Chambers recommends that parents have a conversation with their child about the vaccine anywhere between 2-5 days before the event.

“Whether it’s a vaccination or other type of procedure, a lot of people don’t take the time to explain to children, why it’s being done. And providing that kind of context for kids, in this case that they are getting a vaccine to protect them from Covid-19 and help keep others around them safe, is very important and can really help the child,” said Chambers.

Perhaps surprisingly, evidence shows that some well-meaning attempts by parents to reassure children might actually increase the pain and anxiety that the child experiences during the needle. This is because children perceive parents saying reassuring things such as “it will be okay,” or “it will be over soon” as more anxious.

Chambers suggests that the best things parents can do in this situation is to focus on distraction techniques, urging their children to pay attention to something else other than the injection, or to even use humor to lighten the situation.

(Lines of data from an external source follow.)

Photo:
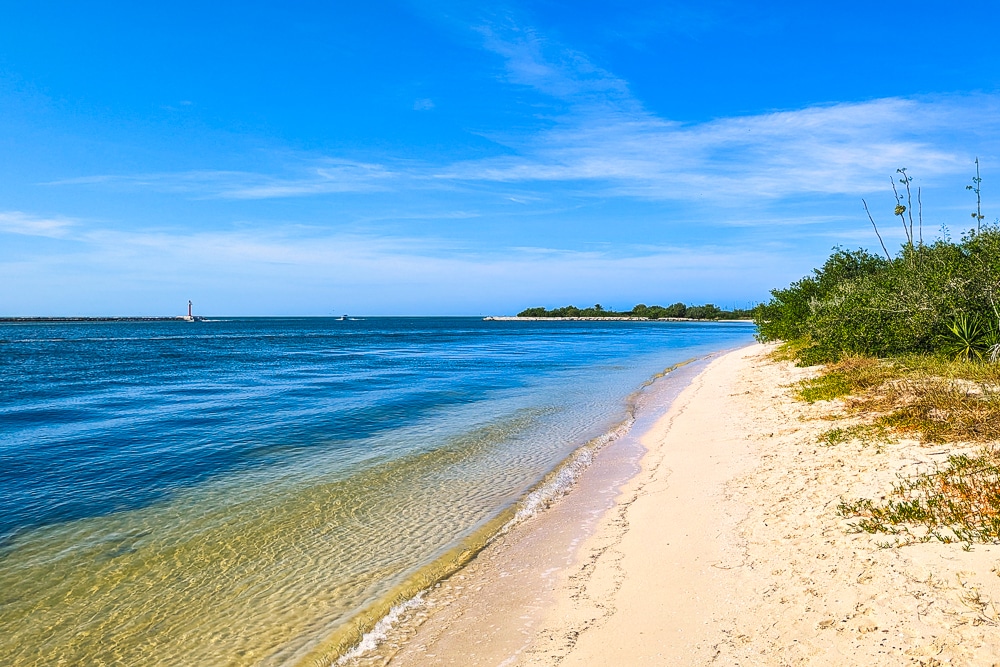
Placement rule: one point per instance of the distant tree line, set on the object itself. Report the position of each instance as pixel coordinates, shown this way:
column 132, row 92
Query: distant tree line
column 706, row 312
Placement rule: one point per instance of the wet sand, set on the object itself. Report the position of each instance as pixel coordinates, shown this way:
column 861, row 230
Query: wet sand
column 723, row 548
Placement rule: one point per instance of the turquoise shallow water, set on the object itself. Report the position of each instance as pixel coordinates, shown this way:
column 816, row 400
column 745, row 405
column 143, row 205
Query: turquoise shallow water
column 234, row 492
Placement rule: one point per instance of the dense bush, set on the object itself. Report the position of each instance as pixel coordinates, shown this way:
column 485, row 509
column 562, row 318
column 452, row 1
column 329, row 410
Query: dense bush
column 859, row 303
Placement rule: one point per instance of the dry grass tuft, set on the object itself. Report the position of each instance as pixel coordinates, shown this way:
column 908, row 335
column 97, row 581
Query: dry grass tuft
column 958, row 502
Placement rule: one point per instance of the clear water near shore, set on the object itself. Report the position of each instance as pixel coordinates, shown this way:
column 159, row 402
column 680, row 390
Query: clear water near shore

Minimizing the pain and stress from injections is important not only for the appointment itself, but for how children cope with procedures including needles later on in life. Researchers know that early traumatic experiences with needles can lead to life-long phobias which can make needle procedures very distressing in both children and adults, so making sure the event is as calm and pain-free as possible is important to help avoid problems further down the line.

“A lot of people think it’s just a needle, what’s the big deal? But in reality, needle fears are really, really common. 2 of 3 children have a fear of needles and most people with needle fears can link their fear back to one, poorly managed painful procedure as a child,” said Chambers.

Many children receiving Covid-19 vaccines will already know adults and older children in their lives who are already vaccinated, which may provide comfort and reassurance, but the ongoing pandemic and constant news cycle may also make some children more anxious about this particular vaccination than with others.

“We really need to be aware of the fear, anxiety and all the things that our children have given up over the last 20 months to keep adults safe. I think we can really frame this vaccination as an important positive event for them,” said Chambers.